1. I can't find Table S1 describing the properties of all the analyzed strains.

Response: We will re-submit Table S1 now, hopefully this issue will be solved.

 

2. The GenBank accession numbers of URA5 sequences for all strains should be provided in the data availability statement and in Table S1.

Response: We agree and have added the accession numbers for the URA5 sequences to the manuscript, at the Methods section.

 

3. The melanin assay in this study was conducted in a relatively benign environment. A recent study showed that under oxidative- and nitrosative- stress environments that are similar to those during infection, relatively melanin production can change and different strains/serotypes may behave differently (https://link.springer.com/article/10.1007/s11046-021-00597-3) . In addition, the relationships between melanin production and capsule production under different environments can be different. In the discussion section, I suggest that the authors should point out the potential limitations and variations in some of their conclusions and discuss how environmental factors (e.g., oxidative stress and nitrosative stress) may influence the observed presence or absence of correlations reported in their study.

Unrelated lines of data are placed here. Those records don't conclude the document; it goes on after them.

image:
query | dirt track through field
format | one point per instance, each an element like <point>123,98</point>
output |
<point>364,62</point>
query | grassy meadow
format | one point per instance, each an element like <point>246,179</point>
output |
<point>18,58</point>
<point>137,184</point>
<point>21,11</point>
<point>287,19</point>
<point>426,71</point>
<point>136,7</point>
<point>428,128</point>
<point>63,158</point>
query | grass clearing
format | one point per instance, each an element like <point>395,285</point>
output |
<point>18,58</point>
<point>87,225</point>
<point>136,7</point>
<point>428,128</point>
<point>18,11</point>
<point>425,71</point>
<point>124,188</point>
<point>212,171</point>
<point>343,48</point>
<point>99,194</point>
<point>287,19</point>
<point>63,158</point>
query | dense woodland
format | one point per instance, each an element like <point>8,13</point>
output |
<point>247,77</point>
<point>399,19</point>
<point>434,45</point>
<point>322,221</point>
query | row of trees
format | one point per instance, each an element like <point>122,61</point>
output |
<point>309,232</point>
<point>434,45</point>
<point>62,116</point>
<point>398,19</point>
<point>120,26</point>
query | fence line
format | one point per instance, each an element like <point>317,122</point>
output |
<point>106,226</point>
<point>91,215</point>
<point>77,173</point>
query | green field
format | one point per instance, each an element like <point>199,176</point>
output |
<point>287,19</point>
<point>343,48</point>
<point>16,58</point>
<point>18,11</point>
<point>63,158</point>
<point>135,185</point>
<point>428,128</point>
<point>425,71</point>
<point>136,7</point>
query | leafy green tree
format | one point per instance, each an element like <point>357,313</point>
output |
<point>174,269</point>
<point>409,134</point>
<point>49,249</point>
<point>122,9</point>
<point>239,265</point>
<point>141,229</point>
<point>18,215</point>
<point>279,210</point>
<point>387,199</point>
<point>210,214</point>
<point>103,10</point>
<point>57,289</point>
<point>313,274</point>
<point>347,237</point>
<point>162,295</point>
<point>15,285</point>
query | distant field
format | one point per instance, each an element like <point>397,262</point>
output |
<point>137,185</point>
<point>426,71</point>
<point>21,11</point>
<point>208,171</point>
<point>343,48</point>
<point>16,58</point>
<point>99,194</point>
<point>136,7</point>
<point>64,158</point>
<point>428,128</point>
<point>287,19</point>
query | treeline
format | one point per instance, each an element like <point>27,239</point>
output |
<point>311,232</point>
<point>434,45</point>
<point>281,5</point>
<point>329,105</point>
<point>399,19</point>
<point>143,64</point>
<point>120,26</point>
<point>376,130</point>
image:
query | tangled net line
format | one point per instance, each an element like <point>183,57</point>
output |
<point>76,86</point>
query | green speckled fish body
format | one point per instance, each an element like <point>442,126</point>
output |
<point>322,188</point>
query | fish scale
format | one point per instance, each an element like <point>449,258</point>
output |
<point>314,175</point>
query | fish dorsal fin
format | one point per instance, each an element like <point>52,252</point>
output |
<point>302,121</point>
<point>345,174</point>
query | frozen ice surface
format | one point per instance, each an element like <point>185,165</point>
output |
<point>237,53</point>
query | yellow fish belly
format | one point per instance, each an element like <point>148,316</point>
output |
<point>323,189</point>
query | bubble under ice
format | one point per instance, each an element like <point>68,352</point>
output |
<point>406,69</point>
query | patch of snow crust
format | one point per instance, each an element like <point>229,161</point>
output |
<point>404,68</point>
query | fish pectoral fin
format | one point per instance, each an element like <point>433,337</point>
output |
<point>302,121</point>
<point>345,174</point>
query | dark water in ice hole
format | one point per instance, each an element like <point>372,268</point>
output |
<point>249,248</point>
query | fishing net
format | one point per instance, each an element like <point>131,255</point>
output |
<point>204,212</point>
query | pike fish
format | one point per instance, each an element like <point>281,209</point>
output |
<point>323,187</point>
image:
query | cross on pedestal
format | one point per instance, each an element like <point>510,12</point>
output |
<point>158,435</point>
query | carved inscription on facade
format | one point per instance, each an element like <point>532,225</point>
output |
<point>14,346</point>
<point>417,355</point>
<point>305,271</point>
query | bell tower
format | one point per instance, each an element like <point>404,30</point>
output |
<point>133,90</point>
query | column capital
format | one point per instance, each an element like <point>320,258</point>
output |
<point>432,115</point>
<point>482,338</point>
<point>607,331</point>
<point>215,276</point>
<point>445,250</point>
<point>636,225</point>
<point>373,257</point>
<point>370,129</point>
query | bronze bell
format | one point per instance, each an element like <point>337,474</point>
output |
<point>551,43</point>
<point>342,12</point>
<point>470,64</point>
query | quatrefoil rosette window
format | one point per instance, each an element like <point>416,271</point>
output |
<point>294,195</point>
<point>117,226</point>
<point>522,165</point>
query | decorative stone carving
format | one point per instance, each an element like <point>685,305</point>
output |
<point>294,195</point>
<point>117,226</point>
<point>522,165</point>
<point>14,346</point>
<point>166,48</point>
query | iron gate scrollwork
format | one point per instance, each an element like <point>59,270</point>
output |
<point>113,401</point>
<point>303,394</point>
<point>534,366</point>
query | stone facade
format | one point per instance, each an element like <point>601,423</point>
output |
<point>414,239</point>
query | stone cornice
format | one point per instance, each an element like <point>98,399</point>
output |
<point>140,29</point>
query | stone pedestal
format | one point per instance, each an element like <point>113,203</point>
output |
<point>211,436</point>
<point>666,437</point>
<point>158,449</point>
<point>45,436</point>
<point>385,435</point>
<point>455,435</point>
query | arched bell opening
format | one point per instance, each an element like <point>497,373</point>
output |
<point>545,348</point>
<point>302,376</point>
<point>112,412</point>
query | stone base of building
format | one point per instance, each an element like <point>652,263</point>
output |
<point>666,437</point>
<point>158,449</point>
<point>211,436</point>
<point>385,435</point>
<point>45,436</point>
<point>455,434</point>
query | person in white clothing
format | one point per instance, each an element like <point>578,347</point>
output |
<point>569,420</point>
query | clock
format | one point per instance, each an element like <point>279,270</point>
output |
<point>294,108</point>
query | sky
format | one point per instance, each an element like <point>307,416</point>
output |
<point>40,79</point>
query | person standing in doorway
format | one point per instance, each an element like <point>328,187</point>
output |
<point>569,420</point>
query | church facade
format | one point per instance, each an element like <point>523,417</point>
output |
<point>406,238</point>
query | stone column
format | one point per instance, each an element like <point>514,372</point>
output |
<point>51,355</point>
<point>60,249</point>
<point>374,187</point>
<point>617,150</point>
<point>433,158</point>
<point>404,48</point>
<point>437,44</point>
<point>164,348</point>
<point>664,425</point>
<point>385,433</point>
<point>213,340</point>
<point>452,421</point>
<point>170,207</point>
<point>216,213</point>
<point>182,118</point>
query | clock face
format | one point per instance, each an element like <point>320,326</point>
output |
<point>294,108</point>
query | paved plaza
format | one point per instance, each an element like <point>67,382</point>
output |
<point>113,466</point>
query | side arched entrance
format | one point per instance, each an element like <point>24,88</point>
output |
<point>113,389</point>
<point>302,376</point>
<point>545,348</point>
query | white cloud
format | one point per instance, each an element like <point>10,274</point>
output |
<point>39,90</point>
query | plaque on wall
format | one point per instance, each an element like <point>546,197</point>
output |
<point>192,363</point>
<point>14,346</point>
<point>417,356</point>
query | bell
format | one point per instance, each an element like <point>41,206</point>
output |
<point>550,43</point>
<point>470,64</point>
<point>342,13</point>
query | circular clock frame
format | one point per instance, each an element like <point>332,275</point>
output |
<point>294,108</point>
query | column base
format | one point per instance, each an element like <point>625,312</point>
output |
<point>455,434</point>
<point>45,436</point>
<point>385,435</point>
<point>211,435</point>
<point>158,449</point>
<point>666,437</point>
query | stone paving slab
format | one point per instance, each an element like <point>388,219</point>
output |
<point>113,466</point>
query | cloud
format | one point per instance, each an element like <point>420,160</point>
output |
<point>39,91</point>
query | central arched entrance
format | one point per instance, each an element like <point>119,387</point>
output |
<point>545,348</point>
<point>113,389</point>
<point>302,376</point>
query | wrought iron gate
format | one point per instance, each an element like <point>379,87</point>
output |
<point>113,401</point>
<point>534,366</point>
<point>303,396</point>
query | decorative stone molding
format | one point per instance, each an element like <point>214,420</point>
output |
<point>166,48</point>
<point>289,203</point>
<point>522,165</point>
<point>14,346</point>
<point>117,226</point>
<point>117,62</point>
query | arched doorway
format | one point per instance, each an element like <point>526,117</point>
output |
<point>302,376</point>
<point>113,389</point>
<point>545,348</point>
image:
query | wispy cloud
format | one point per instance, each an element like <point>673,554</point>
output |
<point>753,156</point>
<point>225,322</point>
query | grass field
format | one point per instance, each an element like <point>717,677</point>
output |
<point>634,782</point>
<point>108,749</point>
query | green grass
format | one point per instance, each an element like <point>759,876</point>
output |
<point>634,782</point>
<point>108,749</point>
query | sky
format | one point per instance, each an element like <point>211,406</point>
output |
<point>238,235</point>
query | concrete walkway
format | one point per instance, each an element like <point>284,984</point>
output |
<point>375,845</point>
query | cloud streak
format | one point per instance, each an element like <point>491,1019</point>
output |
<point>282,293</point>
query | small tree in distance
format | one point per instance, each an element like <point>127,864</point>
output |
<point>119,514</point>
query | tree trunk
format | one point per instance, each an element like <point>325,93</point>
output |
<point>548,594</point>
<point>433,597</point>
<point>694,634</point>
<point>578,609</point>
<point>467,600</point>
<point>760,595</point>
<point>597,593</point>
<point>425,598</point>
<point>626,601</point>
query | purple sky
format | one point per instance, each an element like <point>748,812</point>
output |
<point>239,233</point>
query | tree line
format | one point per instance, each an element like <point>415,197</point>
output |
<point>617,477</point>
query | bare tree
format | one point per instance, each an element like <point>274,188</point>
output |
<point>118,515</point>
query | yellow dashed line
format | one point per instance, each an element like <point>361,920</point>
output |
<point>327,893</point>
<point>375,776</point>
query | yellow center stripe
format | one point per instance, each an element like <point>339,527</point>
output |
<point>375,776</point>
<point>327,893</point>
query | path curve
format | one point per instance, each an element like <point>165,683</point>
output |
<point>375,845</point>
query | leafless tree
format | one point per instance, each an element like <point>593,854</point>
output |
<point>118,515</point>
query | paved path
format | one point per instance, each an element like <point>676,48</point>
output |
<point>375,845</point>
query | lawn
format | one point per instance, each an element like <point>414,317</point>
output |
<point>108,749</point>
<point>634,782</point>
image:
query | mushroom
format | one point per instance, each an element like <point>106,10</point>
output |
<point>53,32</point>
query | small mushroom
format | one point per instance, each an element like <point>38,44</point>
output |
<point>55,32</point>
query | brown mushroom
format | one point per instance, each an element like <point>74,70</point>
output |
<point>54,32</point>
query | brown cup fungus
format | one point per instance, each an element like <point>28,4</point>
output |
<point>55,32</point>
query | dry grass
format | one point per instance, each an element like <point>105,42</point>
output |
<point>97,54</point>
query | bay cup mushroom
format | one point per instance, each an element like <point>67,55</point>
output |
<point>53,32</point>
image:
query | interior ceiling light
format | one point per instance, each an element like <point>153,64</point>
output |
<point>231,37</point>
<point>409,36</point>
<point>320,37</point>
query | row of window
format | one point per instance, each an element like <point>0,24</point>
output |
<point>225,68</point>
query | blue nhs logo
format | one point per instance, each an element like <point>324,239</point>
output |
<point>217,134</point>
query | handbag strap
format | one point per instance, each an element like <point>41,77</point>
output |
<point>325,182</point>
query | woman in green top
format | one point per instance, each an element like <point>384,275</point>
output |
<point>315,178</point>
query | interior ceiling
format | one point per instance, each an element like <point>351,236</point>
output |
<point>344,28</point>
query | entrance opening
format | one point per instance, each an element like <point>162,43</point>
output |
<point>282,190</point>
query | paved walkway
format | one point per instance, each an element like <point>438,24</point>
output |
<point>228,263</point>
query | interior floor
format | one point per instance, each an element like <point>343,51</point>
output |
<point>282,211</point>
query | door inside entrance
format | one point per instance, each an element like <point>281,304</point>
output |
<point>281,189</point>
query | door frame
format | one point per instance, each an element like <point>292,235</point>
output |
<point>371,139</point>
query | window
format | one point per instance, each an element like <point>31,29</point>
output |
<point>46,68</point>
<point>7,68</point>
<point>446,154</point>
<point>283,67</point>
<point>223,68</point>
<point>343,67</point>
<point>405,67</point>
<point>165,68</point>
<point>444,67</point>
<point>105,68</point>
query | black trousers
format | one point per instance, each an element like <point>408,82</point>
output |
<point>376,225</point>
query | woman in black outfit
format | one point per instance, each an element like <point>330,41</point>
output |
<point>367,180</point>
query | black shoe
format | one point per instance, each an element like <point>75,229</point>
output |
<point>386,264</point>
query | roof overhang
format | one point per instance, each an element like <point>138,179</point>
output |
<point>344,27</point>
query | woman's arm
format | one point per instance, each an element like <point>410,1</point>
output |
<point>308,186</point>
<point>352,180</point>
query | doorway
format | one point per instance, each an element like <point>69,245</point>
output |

Response: We agree with this and add that the issue raised by the referee applies to all other virulence attributes we measured as well, given that they were all performed in controlled laboratory conditions with pure cultures. Reductionist approaches such as this do have caveats, but have been an important scientific strategy in that they open up research avenues that may ultimately lead advances in Medicine. Our group is pursuing this further, and we hope this manuscript will spur interest from others using different approaches.

We have reorganized the last Discussion paragraph, which was split into two so we could better discuss the limitations of this study.